TWO months after the innovative BackTrack program began at Trelawney Station, near Somerton, the gates were thrown open for invited guests and the community to see how far the students have come.
Fencing, welding, stock handling and a range of other skills are all in a day’s work for 45 girls and boys from Gunnedah and Tamworth, who visit the farm three days a fortnight.
The male students, referred by local high schools are now enrolled in Certificate II in Agriculture at Tamworth TAFE, while the female students are studying Certificate II in Animal Care.
The open day showcased the hard work the students have put in since the opening of the program and guests were invited on a farm tour to see them in action.
The groups are taking part in all aspects of farm life, including fencing, planting and irrigating crops, feeding stock and fixing machinery.
A fencing display, stick-picking and the renowned PawsUp program, involving dog jumping and tricks were shown to members of the community, including Aboriginal Elders, local police, Tamworth Mayor Col Murray, Member for Tamworth Kevin Anderson and representatives from Tamworth Aboriginal Lands Council.
Kevin Anderson said the area needed a “sound base” for education and life skills and that is what Trelawney offers.
“It’s a great opportunity for these students, and one not to be missed,” Mr Anderson said.
“The children are referred to Trelawney and work with dedicated people to show them there is more than sitting in a classroom.”
Founder of BackTrack Bernie Shakeshaft said the support they have received is “extraordinary”.
“People have asked me, why Tamworth? Why Gunnedah?” Mr Shakeshaft said.
“The people here want to try something to make a difference – so many people are on board with this project.
“To see these young people working together as a team is close to my heart, we hope to change a lot more lives.”
Trelawney Farm Manager Craig Wotton said the plan is to make the farm a viable operation, with the help of the students.
“Making the farm profitable would give the boys something to be proud of – it’s the first time some of them have ever done this type of work and they are loving it,” he said.
As part of their program, the groups are instructed to form a circle, where they discuss their feelings that day.
“We ask them how they are feeling on a scale of 1-10, and when some of them first started here we were lucky to get above a 3-4,” Mr Wotton said.

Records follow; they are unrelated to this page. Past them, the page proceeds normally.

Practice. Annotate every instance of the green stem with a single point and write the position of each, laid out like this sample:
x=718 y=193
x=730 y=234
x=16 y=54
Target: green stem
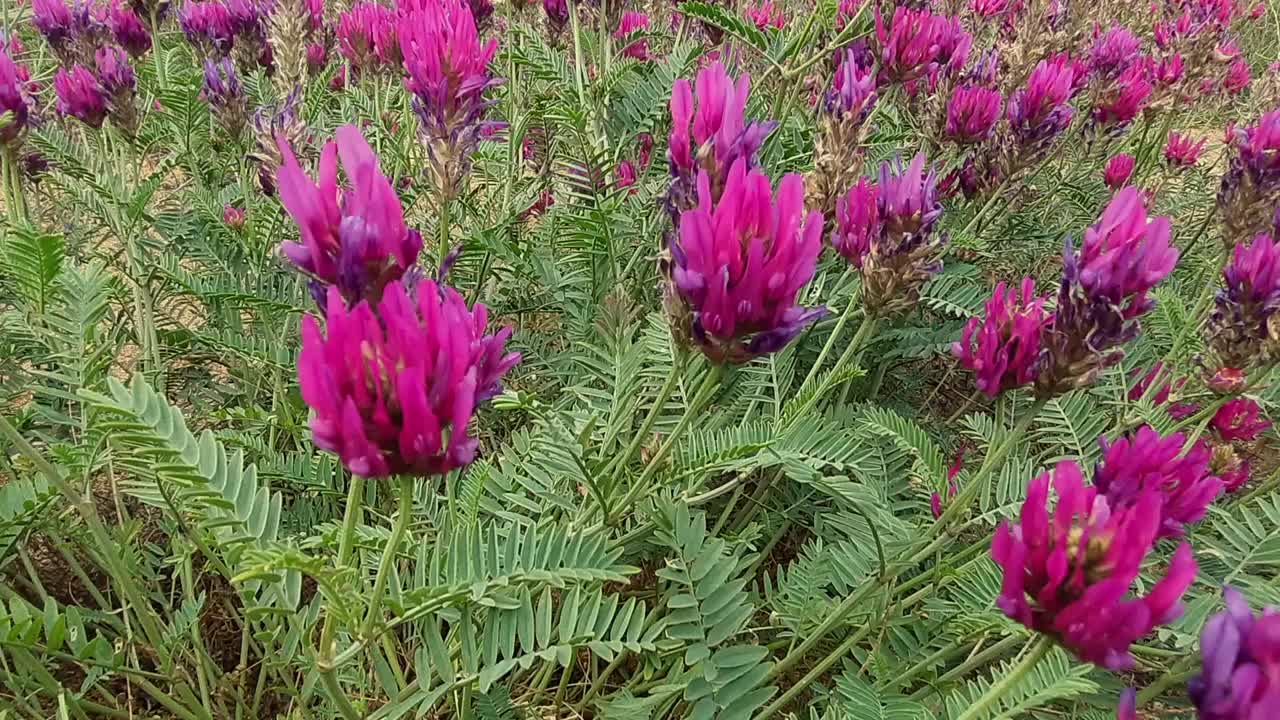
x=695 y=406
x=403 y=515
x=1038 y=648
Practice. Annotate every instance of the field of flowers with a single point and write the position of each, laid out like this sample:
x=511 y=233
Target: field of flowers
x=438 y=359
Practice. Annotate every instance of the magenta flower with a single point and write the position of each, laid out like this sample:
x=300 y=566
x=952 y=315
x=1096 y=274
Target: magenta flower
x=366 y=37
x=448 y=74
x=1118 y=169
x=1002 y=347
x=1239 y=675
x=233 y=217
x=1180 y=151
x=918 y=42
x=972 y=113
x=1104 y=292
x=1038 y=112
x=80 y=95
x=856 y=222
x=14 y=104
x=1068 y=572
x=766 y=16
x=225 y=95
x=739 y=263
x=711 y=137
x=1239 y=419
x=393 y=391
x=1146 y=463
x=1114 y=51
x=360 y=245
x=1121 y=103
x=1239 y=326
x=632 y=23
x=128 y=30
x=208 y=26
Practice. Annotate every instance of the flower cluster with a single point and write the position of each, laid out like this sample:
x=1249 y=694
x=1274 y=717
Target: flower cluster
x=368 y=39
x=709 y=137
x=1068 y=572
x=359 y=245
x=1002 y=347
x=906 y=251
x=1144 y=463
x=393 y=384
x=739 y=261
x=1239 y=675
x=448 y=74
x=629 y=26
x=1242 y=332
x=1251 y=186
x=1104 y=292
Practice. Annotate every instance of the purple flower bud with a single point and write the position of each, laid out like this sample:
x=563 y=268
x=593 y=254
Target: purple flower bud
x=366 y=37
x=739 y=263
x=1068 y=572
x=208 y=26
x=1239 y=419
x=1104 y=292
x=225 y=95
x=393 y=391
x=1239 y=664
x=359 y=246
x=1118 y=171
x=1114 y=51
x=856 y=222
x=128 y=30
x=80 y=95
x=1038 y=112
x=1146 y=463
x=972 y=113
x=1239 y=329
x=1123 y=100
x=1180 y=151
x=712 y=136
x=448 y=74
x=14 y=104
x=632 y=23
x=1002 y=347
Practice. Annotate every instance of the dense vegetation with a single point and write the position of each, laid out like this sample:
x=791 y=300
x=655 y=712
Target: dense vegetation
x=432 y=359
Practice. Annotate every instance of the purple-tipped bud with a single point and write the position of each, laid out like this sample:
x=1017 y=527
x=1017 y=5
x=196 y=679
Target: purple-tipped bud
x=1182 y=151
x=632 y=23
x=1240 y=331
x=448 y=74
x=225 y=95
x=1239 y=419
x=856 y=222
x=711 y=136
x=14 y=104
x=1002 y=347
x=360 y=245
x=739 y=263
x=1114 y=51
x=1038 y=112
x=1069 y=568
x=393 y=391
x=1118 y=169
x=80 y=95
x=1146 y=463
x=1239 y=675
x=1104 y=292
x=972 y=113
x=366 y=37
x=1121 y=103
x=128 y=30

“Now we are getting up to seven, sometimes 10 most days and if we aren’t, we find ways to get them there by the end of the day.”

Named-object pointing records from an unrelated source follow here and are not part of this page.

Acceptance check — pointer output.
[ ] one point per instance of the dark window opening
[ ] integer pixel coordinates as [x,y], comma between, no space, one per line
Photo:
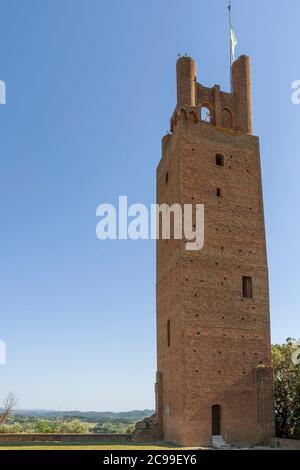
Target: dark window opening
[247,287]
[169,333]
[219,160]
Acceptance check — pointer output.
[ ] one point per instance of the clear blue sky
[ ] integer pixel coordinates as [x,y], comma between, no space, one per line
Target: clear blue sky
[90,90]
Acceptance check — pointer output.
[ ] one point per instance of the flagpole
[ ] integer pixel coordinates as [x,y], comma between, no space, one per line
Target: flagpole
[230,45]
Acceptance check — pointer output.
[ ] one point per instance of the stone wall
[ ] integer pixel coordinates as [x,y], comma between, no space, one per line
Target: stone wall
[47,437]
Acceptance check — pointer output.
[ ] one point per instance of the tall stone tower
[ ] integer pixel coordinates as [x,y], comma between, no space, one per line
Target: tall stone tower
[213,329]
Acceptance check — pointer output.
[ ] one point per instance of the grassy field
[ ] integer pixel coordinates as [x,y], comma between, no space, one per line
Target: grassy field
[86,446]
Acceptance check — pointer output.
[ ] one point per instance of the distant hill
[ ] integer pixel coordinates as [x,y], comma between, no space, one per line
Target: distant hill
[92,416]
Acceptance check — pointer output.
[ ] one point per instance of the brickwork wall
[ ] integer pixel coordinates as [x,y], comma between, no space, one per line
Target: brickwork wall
[218,338]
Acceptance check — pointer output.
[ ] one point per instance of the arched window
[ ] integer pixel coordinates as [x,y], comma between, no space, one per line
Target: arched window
[205,114]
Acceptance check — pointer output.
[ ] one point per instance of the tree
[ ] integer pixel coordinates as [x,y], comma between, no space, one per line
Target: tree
[286,391]
[8,407]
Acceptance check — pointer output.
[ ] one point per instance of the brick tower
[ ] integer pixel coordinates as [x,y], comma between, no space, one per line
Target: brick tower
[213,329]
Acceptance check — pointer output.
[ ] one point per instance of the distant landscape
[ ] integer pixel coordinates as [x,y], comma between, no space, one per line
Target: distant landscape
[52,421]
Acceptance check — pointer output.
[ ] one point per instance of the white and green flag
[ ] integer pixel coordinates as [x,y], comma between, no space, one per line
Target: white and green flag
[233,42]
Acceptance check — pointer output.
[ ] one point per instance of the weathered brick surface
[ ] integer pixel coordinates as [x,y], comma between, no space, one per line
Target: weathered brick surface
[80,438]
[218,338]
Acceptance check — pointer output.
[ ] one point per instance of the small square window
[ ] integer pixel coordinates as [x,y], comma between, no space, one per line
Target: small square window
[219,160]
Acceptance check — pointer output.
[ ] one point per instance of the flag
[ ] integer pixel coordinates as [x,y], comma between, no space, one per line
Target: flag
[233,42]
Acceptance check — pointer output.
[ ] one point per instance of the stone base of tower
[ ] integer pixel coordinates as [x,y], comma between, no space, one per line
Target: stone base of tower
[148,430]
[242,418]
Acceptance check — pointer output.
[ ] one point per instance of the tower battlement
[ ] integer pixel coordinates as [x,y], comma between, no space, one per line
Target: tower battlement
[227,110]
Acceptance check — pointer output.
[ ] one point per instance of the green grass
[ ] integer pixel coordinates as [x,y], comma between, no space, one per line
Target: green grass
[85,446]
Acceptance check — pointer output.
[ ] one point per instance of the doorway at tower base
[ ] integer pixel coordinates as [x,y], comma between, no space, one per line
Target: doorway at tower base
[148,430]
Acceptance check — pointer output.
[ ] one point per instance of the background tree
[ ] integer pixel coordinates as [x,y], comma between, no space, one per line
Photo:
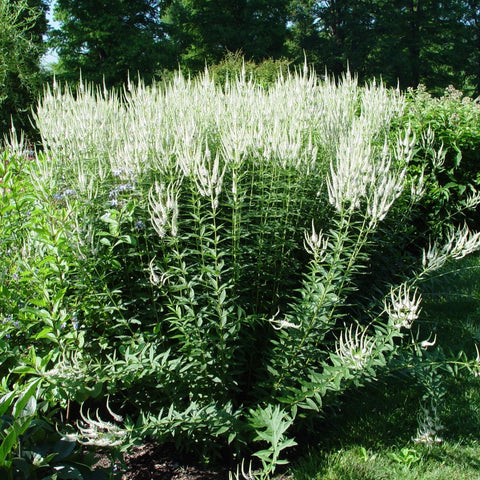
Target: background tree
[106,40]
[22,26]
[204,30]
[404,41]
[471,19]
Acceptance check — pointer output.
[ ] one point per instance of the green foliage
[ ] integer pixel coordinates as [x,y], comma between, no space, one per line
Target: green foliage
[234,65]
[203,32]
[447,125]
[195,253]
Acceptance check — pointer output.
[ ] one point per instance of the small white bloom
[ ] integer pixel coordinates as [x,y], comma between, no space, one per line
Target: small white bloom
[355,347]
[404,309]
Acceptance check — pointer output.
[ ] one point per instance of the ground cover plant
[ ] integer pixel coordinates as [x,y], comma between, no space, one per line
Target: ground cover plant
[212,265]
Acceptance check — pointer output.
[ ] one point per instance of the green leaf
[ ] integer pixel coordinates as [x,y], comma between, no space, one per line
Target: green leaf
[25,397]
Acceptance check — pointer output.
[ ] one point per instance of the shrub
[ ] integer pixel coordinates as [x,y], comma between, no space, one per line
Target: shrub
[446,155]
[196,253]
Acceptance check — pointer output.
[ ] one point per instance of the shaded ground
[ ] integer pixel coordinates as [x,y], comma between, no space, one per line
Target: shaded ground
[162,462]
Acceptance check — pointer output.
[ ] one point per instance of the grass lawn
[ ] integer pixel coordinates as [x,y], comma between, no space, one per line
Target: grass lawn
[370,436]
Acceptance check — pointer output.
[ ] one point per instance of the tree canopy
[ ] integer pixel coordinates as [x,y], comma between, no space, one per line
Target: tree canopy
[22,26]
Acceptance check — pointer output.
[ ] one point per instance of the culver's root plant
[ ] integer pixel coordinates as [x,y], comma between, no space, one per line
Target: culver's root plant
[208,248]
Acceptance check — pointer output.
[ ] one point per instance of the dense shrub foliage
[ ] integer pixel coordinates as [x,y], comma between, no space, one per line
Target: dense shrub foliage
[194,258]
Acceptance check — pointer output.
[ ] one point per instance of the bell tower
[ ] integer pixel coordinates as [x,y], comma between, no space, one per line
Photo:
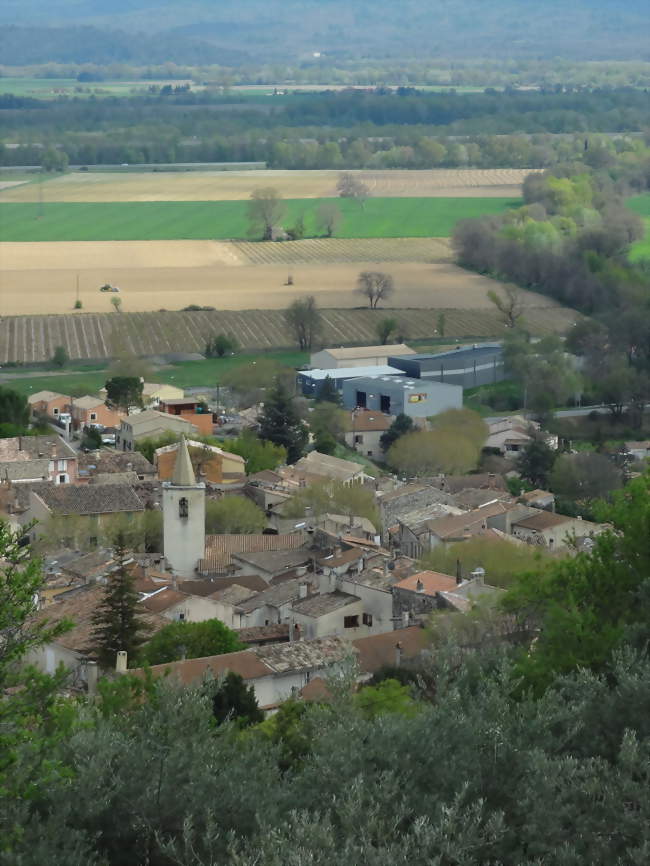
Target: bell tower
[183,516]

Daniel Davis and Marshall Irwin are two of the boys involved in the original program that is based in Armidale.
Daniel is inspired to study youth work after being in the program for around 12 months.
“My favourite part is the PawsUp dog program, we all enjoy teaching the dogs tricks,” Daniel said.
Marshall said he is gaining skills for later in life and enjoys the agricultural side of the program.
“I have learnt fencing, welding and how to handle stock,” Marshall said.
Trelawney is owned by the Indigenous Land Corporation and leased to the BackTrack organisation.
Later this year the groups will take part in a project funded by Namoi CMA which will include fencing off the Peel River from stock, planting trees and putting in alternative water points for stock.